Egyptian Media after June 30: Press ‘unprofessional, dependent, unethical’
By MAHMOUD MOSTAFA and AMIRA EL-FEKKI

CAIRO: Cairo Institute for Human Rights Studies (CIHRS) hosted a round table discussion on Wednesday morning in Dokki, Giza, entitled “Egyptian Media after June 30,” that found media practices in Egypt after June 30  “unprofessional, dependent and unethical.”

The discussion, attended by several high profile media figures that shared their perspectives on the extent of professionalism in the current media landscape, was chaired by journalist and former senior advisor to the president Ayman el-Sayad.

“Has the media completely lost its credibility? It seems that every niche of the public has its own shaped media content,” Sayad stated.

Since the ouster of President Mohamed Morsi, the state closed down all Muslim Brotherhood affiliated channels. A new trend emerged in the media, as all satellite TV channels seemed to agree on a unified political message.

The main point of discussion revolved around the professional and ethical standards applied in the media profession and how this determines the role of the media, especially in the critical phase after June 30, during which all media channels were highly influential in shaping public opinion.

Sayad admitted that the media practices witnessed nowadays fall far from academic teachings in faculties, which has not even become the basis for media work. “People who work in the business are selected according to their familial affiliations and the extent of their power in the society, whether they are sons of politicians, famous media figures and so son,” Sayad explained.

Ignoring their educational background or merit, Sayad believes that at the end it all comes down to establishing “an agenda, clearly visible on different TV channels,” which naturally does not reflect any professionalism or ethical standards of journalism.

One particular example that he pointed to was a tendency by some channels to broadcast “leaked videos and recordings” in which all parties were exchanging accusations. Some journalists based entire programs on leaked recordings to serve an unknown agenda, such as Bawaba News editor-in-chief Abdul Reheem Amr’s program “The Black Box.”

The National Council for Human Rights had previously filed a lawsuit to Attorney General Hisham Barakat, against the broadcasting of leaked recordings, condemning “spying on private lives, especially without judicial order.”

“Nobody knows the sources of such recordings, but the journalist present them to the audience as the ultimate truth, without involving the person whose recording are being leaked, with no opposite opinion, taking it to a personal level with absolutely zero professionalism,” Sayad added.

Journalists have repeatedly suggested and called for the establishment of a Charter of Honor for media practionners, but doubt its effectiveness, mainly because the media is not an actual independent body. Channels, newspapers and news websites are owned by businessmen. The state also plays a major role.

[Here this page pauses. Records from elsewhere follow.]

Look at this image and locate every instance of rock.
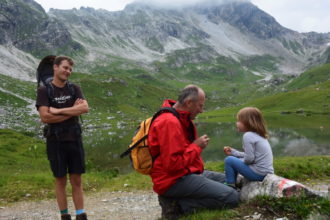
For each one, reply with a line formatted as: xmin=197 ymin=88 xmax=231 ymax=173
xmin=238 ymin=174 xmax=327 ymax=201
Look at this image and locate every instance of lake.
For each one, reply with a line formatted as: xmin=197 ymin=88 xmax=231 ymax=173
xmin=84 ymin=114 xmax=330 ymax=173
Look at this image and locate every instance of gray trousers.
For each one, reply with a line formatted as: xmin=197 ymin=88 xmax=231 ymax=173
xmin=162 ymin=171 xmax=239 ymax=214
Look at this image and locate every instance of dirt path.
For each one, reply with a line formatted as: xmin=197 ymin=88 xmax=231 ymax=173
xmin=0 ymin=191 xmax=161 ymax=220
xmin=0 ymin=180 xmax=330 ymax=220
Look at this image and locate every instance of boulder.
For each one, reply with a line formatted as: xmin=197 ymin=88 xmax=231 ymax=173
xmin=238 ymin=174 xmax=328 ymax=201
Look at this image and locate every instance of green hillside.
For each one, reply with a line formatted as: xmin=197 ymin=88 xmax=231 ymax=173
xmin=287 ymin=63 xmax=330 ymax=90
xmin=201 ymin=68 xmax=330 ymax=121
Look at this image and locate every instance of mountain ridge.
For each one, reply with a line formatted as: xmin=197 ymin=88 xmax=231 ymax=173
xmin=0 ymin=0 xmax=330 ymax=81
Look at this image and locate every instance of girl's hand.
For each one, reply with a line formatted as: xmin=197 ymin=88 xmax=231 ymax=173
xmin=223 ymin=146 xmax=231 ymax=156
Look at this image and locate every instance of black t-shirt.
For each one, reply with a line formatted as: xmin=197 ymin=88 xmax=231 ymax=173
xmin=36 ymin=84 xmax=84 ymax=141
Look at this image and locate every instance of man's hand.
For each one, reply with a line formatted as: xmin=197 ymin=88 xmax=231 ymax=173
xmin=73 ymin=99 xmax=84 ymax=105
xmin=48 ymin=107 xmax=60 ymax=115
xmin=223 ymin=146 xmax=231 ymax=156
xmin=194 ymin=134 xmax=210 ymax=149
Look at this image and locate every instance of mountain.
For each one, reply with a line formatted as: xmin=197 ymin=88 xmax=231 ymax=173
xmin=0 ymin=0 xmax=83 ymax=80
xmin=0 ymin=0 xmax=330 ymax=81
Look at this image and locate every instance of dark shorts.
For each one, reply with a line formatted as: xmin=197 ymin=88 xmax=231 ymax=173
xmin=47 ymin=141 xmax=85 ymax=177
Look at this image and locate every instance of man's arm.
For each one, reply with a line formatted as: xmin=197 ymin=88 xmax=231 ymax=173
xmin=38 ymin=106 xmax=72 ymax=124
xmin=49 ymin=99 xmax=89 ymax=117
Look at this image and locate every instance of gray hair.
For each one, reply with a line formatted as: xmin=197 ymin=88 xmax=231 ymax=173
xmin=178 ymin=85 xmax=202 ymax=105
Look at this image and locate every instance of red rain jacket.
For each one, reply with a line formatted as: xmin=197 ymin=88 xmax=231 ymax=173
xmin=148 ymin=100 xmax=204 ymax=195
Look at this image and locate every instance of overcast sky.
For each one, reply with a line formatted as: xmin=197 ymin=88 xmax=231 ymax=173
xmin=35 ymin=0 xmax=330 ymax=32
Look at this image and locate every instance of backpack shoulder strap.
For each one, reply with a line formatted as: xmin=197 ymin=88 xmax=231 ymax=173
xmin=45 ymin=82 xmax=54 ymax=104
xmin=120 ymin=107 xmax=180 ymax=158
xmin=66 ymin=81 xmax=76 ymax=100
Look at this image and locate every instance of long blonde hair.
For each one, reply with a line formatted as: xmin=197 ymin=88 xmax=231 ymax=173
xmin=237 ymin=107 xmax=268 ymax=138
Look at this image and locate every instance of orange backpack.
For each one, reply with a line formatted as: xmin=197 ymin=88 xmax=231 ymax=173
xmin=120 ymin=107 xmax=180 ymax=175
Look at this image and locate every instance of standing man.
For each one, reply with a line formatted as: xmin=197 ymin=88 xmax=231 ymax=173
xmin=148 ymin=85 xmax=239 ymax=219
xmin=36 ymin=56 xmax=88 ymax=220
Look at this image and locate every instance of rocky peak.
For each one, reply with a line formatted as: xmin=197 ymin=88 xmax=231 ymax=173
xmin=195 ymin=1 xmax=292 ymax=39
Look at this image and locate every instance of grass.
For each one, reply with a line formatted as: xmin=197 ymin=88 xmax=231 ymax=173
xmin=0 ymin=129 xmax=330 ymax=220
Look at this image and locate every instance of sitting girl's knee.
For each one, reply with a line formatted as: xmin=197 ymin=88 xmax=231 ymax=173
xmin=225 ymin=156 xmax=235 ymax=164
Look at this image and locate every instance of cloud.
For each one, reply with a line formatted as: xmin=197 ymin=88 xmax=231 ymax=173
xmin=251 ymin=0 xmax=330 ymax=32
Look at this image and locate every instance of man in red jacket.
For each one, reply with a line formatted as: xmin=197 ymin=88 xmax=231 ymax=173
xmin=148 ymin=85 xmax=238 ymax=219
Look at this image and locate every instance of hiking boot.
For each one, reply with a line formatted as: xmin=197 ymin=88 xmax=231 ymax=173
xmin=158 ymin=196 xmax=183 ymax=220
xmin=61 ymin=214 xmax=71 ymax=220
xmin=76 ymin=213 xmax=87 ymax=220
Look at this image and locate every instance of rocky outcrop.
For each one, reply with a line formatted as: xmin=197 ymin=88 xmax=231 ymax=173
xmin=240 ymin=174 xmax=328 ymax=201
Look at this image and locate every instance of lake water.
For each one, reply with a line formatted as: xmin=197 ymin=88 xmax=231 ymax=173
xmin=84 ymin=114 xmax=330 ymax=173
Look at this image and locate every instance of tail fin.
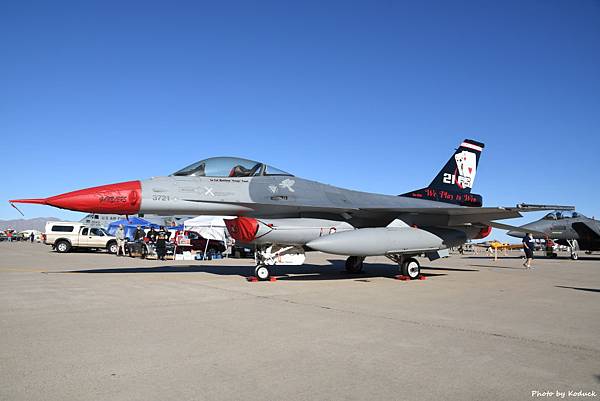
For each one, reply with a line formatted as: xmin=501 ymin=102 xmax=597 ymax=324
xmin=401 ymin=139 xmax=485 ymax=206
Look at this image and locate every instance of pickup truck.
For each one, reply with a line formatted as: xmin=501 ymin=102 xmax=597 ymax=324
xmin=42 ymin=221 xmax=117 ymax=253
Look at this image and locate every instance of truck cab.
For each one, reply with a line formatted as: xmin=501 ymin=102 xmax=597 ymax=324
xmin=43 ymin=221 xmax=117 ymax=253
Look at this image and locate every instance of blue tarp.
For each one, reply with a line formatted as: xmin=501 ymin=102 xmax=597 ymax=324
xmin=106 ymin=217 xmax=160 ymax=239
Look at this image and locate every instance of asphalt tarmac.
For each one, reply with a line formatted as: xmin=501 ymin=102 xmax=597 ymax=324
xmin=0 ymin=242 xmax=600 ymax=401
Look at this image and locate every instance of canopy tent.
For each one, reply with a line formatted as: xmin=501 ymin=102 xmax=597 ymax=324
xmin=183 ymin=216 xmax=234 ymax=241
xmin=106 ymin=217 xmax=160 ymax=239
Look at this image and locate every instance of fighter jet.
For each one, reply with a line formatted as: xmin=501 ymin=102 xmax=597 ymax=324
xmin=10 ymin=139 xmax=568 ymax=280
xmin=507 ymin=212 xmax=600 ymax=260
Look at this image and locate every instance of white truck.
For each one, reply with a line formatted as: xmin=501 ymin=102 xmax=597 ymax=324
xmin=42 ymin=221 xmax=117 ymax=253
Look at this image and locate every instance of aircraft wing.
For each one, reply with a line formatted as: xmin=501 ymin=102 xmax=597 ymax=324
xmin=360 ymin=204 xmax=571 ymax=225
xmin=572 ymin=221 xmax=600 ymax=240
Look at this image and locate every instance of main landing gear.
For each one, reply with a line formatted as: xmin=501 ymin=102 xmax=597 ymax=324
xmin=254 ymin=265 xmax=271 ymax=281
xmin=567 ymin=239 xmax=579 ymax=260
xmin=254 ymin=244 xmax=305 ymax=281
xmin=386 ymin=254 xmax=421 ymax=280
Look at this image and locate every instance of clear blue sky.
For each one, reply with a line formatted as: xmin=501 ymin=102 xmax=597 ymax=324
xmin=0 ymin=0 xmax=600 ymax=239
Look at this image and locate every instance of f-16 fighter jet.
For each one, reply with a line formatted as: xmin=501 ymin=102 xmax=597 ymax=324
xmin=11 ymin=139 xmax=568 ymax=280
xmin=507 ymin=212 xmax=600 ymax=260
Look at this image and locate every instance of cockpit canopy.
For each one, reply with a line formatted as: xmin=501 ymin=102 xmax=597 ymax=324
xmin=544 ymin=212 xmax=585 ymax=220
xmin=172 ymin=157 xmax=291 ymax=177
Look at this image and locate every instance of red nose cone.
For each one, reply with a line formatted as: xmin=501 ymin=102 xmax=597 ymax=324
xmin=225 ymin=217 xmax=258 ymax=242
xmin=10 ymin=181 xmax=142 ymax=214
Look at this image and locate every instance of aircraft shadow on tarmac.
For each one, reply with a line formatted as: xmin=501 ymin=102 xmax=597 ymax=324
xmin=555 ymin=285 xmax=600 ymax=292
xmin=62 ymin=261 xmax=460 ymax=281
xmin=469 ymin=265 xmax=525 ymax=270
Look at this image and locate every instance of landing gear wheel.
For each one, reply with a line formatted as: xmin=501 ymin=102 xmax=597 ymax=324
xmin=400 ymin=258 xmax=421 ymax=280
xmin=106 ymin=242 xmax=119 ymax=254
xmin=254 ymin=265 xmax=271 ymax=281
xmin=56 ymin=241 xmax=71 ymax=253
xmin=346 ymin=256 xmax=365 ymax=273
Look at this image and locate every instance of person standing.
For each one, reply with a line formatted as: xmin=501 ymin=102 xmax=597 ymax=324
xmin=147 ymin=227 xmax=156 ymax=243
xmin=156 ymin=226 xmax=171 ymax=260
xmin=523 ymin=233 xmax=535 ymax=269
xmin=133 ymin=226 xmax=146 ymax=241
xmin=115 ymin=224 xmax=125 ymax=256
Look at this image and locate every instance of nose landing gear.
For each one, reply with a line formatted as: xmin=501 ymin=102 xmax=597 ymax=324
xmin=346 ymin=256 xmax=365 ymax=274
xmin=386 ymin=254 xmax=421 ymax=280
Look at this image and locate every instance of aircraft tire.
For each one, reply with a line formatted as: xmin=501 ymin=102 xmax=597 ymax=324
xmin=346 ymin=256 xmax=364 ymax=274
xmin=106 ymin=241 xmax=119 ymax=254
xmin=254 ymin=265 xmax=271 ymax=281
xmin=400 ymin=258 xmax=421 ymax=280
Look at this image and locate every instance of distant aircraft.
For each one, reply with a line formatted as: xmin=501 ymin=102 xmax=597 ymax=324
xmin=507 ymin=212 xmax=600 ymax=260
xmin=11 ymin=139 xmax=568 ymax=280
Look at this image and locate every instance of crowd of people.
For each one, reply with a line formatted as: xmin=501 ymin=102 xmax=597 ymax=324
xmin=115 ymin=224 xmax=171 ymax=260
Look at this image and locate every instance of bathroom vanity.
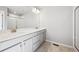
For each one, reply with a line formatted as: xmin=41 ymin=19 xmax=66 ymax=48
xmin=0 ymin=28 xmax=46 ymax=52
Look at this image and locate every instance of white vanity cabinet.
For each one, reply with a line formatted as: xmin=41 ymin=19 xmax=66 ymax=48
xmin=23 ymin=38 xmax=32 ymax=52
xmin=3 ymin=44 xmax=22 ymax=52
xmin=0 ymin=29 xmax=45 ymax=52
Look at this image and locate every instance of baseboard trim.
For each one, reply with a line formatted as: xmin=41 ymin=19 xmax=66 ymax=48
xmin=46 ymin=40 xmax=73 ymax=48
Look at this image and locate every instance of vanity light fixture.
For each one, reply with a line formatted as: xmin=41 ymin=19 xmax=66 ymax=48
xmin=32 ymin=7 xmax=40 ymax=14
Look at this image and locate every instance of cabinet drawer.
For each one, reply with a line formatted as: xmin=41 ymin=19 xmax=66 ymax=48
xmin=33 ymin=41 xmax=40 ymax=51
xmin=32 ymin=35 xmax=39 ymax=44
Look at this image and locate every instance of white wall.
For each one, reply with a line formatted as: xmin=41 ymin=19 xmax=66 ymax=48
xmin=24 ymin=11 xmax=39 ymax=28
xmin=40 ymin=6 xmax=73 ymax=46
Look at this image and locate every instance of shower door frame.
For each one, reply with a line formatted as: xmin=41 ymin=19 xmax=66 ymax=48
xmin=74 ymin=6 xmax=79 ymax=51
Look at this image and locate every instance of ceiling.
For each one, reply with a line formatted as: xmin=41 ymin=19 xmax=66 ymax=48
xmin=7 ymin=6 xmax=32 ymax=15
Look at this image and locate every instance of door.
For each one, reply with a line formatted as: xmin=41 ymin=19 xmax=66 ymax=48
xmin=3 ymin=43 xmax=22 ymax=52
xmin=75 ymin=7 xmax=79 ymax=50
xmin=24 ymin=39 xmax=32 ymax=52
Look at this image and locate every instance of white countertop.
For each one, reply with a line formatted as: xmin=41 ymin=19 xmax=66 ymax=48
xmin=0 ymin=28 xmax=45 ymax=42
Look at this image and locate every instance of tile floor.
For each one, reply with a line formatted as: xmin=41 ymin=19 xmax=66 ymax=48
xmin=35 ymin=42 xmax=73 ymax=52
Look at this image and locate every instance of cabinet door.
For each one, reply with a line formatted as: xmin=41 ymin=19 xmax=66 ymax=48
xmin=3 ymin=44 xmax=22 ymax=52
xmin=24 ymin=39 xmax=32 ymax=52
xmin=75 ymin=8 xmax=79 ymax=49
xmin=32 ymin=35 xmax=40 ymax=51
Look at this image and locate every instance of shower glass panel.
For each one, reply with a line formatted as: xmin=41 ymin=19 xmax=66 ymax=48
xmin=74 ymin=7 xmax=79 ymax=50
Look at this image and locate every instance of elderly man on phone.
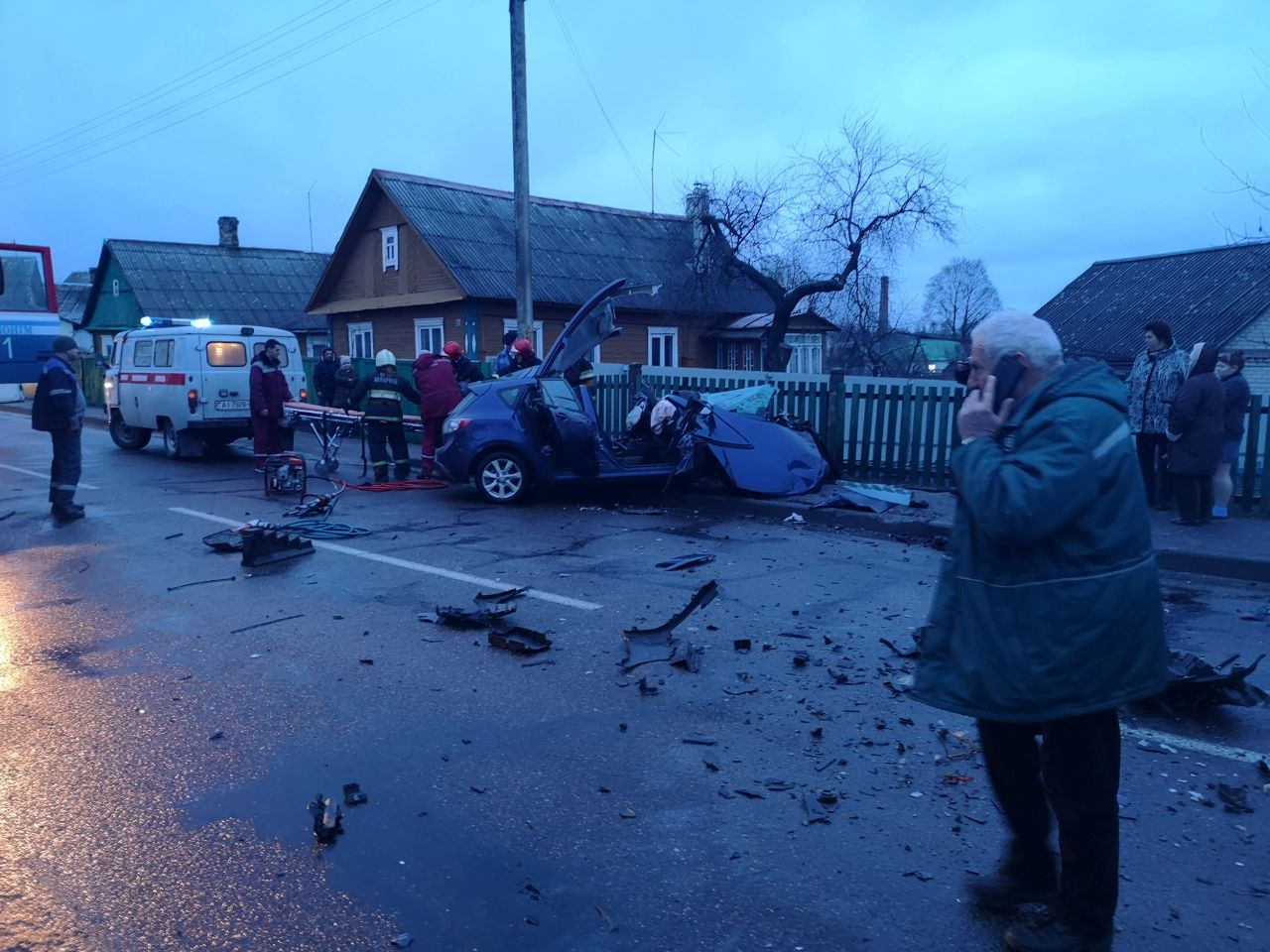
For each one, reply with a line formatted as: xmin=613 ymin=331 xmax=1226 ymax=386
xmin=913 ymin=311 xmax=1167 ymax=952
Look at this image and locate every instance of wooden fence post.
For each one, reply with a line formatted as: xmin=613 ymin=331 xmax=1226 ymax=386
xmin=823 ymin=371 xmax=847 ymax=466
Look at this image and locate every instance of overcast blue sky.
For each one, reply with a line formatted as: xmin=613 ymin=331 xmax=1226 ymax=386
xmin=0 ymin=0 xmax=1270 ymax=322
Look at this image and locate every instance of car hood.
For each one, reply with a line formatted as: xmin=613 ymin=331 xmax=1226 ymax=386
xmin=535 ymin=278 xmax=626 ymax=377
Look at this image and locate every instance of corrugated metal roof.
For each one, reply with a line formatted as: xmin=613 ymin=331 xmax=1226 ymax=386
xmin=1036 ymin=241 xmax=1270 ymax=366
xmin=372 ymin=171 xmax=771 ymax=313
xmin=84 ymin=239 xmax=330 ymax=331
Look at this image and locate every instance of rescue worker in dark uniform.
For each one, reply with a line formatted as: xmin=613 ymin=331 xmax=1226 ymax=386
xmin=31 ymin=337 xmax=85 ymax=521
xmin=348 ymin=350 xmax=419 ymax=482
xmin=508 ymin=337 xmax=543 ymax=373
xmin=441 ymin=340 xmax=485 ymax=394
xmin=414 ymin=344 xmax=462 ymax=479
xmin=250 ymin=337 xmax=292 ymax=472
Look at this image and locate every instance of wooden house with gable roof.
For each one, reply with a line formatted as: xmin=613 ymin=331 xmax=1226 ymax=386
xmin=1036 ymin=241 xmax=1270 ymax=394
xmin=80 ymin=217 xmax=330 ymax=355
xmin=309 ymin=169 xmax=835 ymax=372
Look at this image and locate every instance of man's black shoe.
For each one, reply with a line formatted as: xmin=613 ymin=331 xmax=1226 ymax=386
xmin=970 ymin=874 xmax=1058 ymax=912
xmin=1006 ymin=915 xmax=1111 ymax=952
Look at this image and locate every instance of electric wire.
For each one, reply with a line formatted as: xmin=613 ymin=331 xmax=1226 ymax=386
xmin=0 ymin=0 xmax=353 ymax=167
xmin=0 ymin=0 xmax=404 ymax=182
xmin=0 ymin=0 xmax=444 ymax=191
xmin=552 ymin=0 xmax=649 ymax=187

Emad Hussein, the editor-in-chief of Al-Shorouq newspaper, explained that private ownership is a source of trouble sometimes. “It definitely affects the editorial policies, but then again to which extent?”

A month ago, a major problem occurred at the newspaper between Hussein and journalist Belal Fadl, over banning the latter’s article from being published, which was believed to be a direct interference from the owners of the newspaper.

Most journalists believe that media is always being used to serve one party’s motives and even if the political situation stabilizes, the media will still suffer such ethical violations.

Khaled al-Balshy, editor-in-chief of Al-Wady News, admitted that the owner has direct and powerful control of editorial policy. “If we’re seeking variety of content and opinion in media, we should start by having variety of ownership. Considering their jobs, journalists are the people who have the closest insights of what’s happening in the streets, they should be allowed and encouraged to own their business,” Balshy explained.

Despite being an independent institution, the Press Syndicate is partially funded by the state, which makes it partially dependent, according to journalist Yasser Abdul Aziz. Journalists pointed several times during the conference to the need of involving the audience in the process of improving the media system, such as establishing civil organizations in charge of monitoring media performance.

Nonetheless, the problem has a wider perspective and is not limited to suggesting solutions within conferences or discussions among media figures.

Abeer al-Saadi, member of the syndicate, pointed to the problem of the media institution as a whole, saying: “Journalists work in tough conditions starting from the company they work for, which is led by the businessmen who fund it, in addition to the absence of guarantees or protection for them, and arbitrary firing.”

According to Mohamed Galal, researcher at the CIHRS, “this kind of conferences where high profile media figures gather should be about presenting real and practical solutions, not showcasing the issue, in addition to that a real social dialogue should occur involving the audience.

“I’m afraid that media figures will reach a point where they’re only talking to themselves, on second thought … they’re already there,” said Sayad.